Directed by: Jon Stewart
Premise: Following the 2016 presidential election, a Democratic political strategist (Steve Carell) recruits a farmer (Chris Cooper) to run for mayor of a rural Wisconsin town. The race becomes a national story when a Republican strategist (Rose Byrne) supports the other candidate.
What Works: Irresistible is a political film in the same strain as Bulworth and Dave. This is politics as an absurdist comedy that uses a wacky scenario to illustrate something real and concerning about America’s political system. The story addresses a number of issues but its primary concern is the alienation between east coast political elites and the blue collar citizens of so-called “fly over country.” Steve Carell is a master of cringe-inducing humor and his talents are well used here. He plays a Democratic political strategist who tries and frequently fails to relate to the people of the Midwest. His artificiality is obvious, especially to the Midwestern residents, and the supporting characters react to him appropriately. As the story goes on, this alienation takes a different turn and Irresistible is about the way the political elite and the donor class condescend to the lower and middle classes. This small town mayoral race becomes a microcosm of national politics and the filmmakers effectively illustrate the comically obvious corruption of campaign financing. With the money comes the Washington D.C. political establishment who turn this local election into a nightmare of dirty campaigning and data mining. All of this builds up to a twist ending that is likely to divide audiences. It’s the right ending for the picture but it’s also unfashionably optimistic.

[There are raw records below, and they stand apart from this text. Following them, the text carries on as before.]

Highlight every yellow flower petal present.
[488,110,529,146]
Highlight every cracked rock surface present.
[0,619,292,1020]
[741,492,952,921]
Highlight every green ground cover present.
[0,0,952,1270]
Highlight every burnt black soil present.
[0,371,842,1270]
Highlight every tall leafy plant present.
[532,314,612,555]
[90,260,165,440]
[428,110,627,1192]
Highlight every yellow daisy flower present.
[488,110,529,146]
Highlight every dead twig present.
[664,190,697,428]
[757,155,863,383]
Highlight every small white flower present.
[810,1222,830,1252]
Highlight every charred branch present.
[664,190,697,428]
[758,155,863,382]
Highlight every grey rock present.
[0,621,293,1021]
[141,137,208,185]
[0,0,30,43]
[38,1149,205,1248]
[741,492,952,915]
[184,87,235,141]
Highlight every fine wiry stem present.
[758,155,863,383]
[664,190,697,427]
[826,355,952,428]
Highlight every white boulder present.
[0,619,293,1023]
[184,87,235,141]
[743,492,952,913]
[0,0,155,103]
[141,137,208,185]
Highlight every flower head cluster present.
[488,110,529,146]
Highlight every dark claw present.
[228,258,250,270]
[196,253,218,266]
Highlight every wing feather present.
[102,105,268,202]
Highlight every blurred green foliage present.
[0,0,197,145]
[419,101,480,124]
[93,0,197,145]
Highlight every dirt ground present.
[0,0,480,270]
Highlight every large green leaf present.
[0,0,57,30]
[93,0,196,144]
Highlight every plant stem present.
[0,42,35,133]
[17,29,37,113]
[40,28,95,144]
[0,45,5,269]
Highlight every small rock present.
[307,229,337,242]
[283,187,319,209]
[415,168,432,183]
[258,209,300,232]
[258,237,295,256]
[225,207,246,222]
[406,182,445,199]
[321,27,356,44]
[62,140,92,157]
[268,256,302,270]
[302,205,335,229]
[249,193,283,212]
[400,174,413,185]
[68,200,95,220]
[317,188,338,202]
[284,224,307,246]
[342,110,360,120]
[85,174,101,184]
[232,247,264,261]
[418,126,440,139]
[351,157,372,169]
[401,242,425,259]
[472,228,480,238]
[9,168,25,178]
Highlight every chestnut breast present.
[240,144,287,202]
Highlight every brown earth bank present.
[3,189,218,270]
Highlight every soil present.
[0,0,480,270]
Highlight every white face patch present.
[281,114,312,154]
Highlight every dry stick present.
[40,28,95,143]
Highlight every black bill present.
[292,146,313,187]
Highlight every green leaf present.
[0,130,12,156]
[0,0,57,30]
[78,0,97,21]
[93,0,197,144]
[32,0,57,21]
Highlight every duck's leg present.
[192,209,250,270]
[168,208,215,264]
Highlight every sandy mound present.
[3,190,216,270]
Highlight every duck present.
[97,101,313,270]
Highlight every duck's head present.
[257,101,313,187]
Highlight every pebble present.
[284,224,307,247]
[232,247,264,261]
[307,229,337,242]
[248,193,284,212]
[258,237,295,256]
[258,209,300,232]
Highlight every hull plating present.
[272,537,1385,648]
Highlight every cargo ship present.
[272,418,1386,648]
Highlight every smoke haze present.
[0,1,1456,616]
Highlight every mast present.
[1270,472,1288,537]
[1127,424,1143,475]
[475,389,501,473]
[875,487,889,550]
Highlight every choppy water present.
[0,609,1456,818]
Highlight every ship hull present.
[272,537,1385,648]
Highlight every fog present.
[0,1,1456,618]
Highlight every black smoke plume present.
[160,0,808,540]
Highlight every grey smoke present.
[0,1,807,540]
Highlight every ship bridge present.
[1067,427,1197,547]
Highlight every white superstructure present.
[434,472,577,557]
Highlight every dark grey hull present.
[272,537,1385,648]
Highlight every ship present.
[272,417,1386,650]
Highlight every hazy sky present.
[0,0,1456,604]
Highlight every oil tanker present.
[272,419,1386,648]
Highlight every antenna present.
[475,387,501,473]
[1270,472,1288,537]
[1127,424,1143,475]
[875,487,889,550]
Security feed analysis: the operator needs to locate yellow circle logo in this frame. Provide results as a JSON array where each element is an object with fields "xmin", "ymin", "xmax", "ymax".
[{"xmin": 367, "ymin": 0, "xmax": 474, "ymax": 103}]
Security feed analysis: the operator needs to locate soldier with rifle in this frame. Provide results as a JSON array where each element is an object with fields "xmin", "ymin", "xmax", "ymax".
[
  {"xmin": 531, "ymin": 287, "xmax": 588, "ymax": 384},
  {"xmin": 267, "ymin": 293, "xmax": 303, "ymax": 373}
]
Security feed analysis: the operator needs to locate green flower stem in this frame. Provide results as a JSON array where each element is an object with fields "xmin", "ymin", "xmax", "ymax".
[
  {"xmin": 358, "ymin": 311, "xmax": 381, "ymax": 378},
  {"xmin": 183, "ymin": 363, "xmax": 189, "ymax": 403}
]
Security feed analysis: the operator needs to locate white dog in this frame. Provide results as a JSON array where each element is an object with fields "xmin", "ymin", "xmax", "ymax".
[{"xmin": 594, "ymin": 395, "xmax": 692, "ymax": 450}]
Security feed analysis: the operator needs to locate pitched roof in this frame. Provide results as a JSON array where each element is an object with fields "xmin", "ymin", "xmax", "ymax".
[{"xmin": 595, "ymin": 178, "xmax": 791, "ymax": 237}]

What Doesn’t: Viewers who are familiar with Jon Stewart’s tenure as host of The Daily Show will probably know what to expect from Irresistible in its tone and political orientation. The story hits upon many of Stewart’s political pet peeves, namely the influence of money on electoral politics. Stewart’s personal politics become a liability for Irresistible as a work of drama. Like Stewart’s Daily Show monologues, this picture spells out its point, then underlines it, and adds multiple exclamation points onto the ending. It is very didactic. The filmmaker’s compulsion to spell out the message undermines one of the film’s key points. Irresistible holds that coastal elites look down upon average citizens but Irresistible does not trust the audience to get the message. That betrays the film’s populist ambitions.
DVD extras: Deleted and extended scenes, gag reel, and featurettes.
Bottom Line: Irresistible is an effective political comedy. The movie is very obvious and the ending isn’t going to sit well with some viewers but the filmmakers successfully mix the comedy with a serious political point. The film accomplishes what it sets out to do and does it well enough.